Terminada a Páscoa e estranhando “o da sopa dos pobres” por nada me dizer ainda por mais numa época tão propícia à abordagem dos seus temas, tirei-me de mais demoras e procurei saber dele.
Encontrei-o atarefado de volta de um borrego. Limpava-o de gorduras, separava as costeletas em costeletas da rinzada, em costeletas para fritar e para panar. Preparava a perna para o assado e as abas para o ensopado.
Meti conversa e fiquei a saber que não anda ele muito virado para conversas sobre gastronomia. Porque já enjoa – como disse - não haver cão nem gato que não bote faladura sobre a coisa e quase sempre fazendo da sua opinião a douta certeza.
Para além dos masteres todos surgiu agora um tal MEC que até sobre torradas já produziu tese.
Terá ele comido alguma feita em lume de chão e barrada com toucinho cozido? Não comeu decerto.
Não comeu e não comerá. Não são estas as melhores torradas do mundo. Essas – as melhores – sabe ele quais são. E tem a gentileza de partilhar esse seu saber com o comum dos mortais. Grande homem.

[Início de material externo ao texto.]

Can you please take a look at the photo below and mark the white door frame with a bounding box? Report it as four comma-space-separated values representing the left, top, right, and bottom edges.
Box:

Mas o que mais apoquenta «o da sopa dos pobres» é a inquietação que lhe resultou de outras abordagens que fez sobre «comida». Confrontou-se, por força de comentários ouvidos, com a sua própria «génese» - assim mesmo – como me disse.
«Génese» disse meio espantado. Sim. Um homem põe-se a duvidar da sua…
Da sua?.
Sim. Da sua masculinidade.
Homem que goste de cozinhar é um tanto ou quanto assim como…
Os homens…homens…não cozinham. Não partilham tarefas domésticas. Têm sempre muitos trabalhos que trouxeram para casa, a comida não lhes diz nada.
Mas comem.
E há mais, disse-me: repara nos riscos que corres.
Quem gosta de gastronomia fala abertamente de matanças. Pergunta descontraidamente pelo telefone a um amigo: Então quando é que matas?
Ao que é natural que o outro responda, ainda não vai ser este fim-de-semana, mas olha que no sábado vou matar dois ali no monte dos frades…os gajos de lá pediram-me e eu vou fazer-lhes esse favor.
E que se fale de sangue. Não desperdices o sangue, ouviste?
Imagina tu que tenho o telefone sob escuta, vou de cana em menos de um farol.
São perigosas as conversas de comida.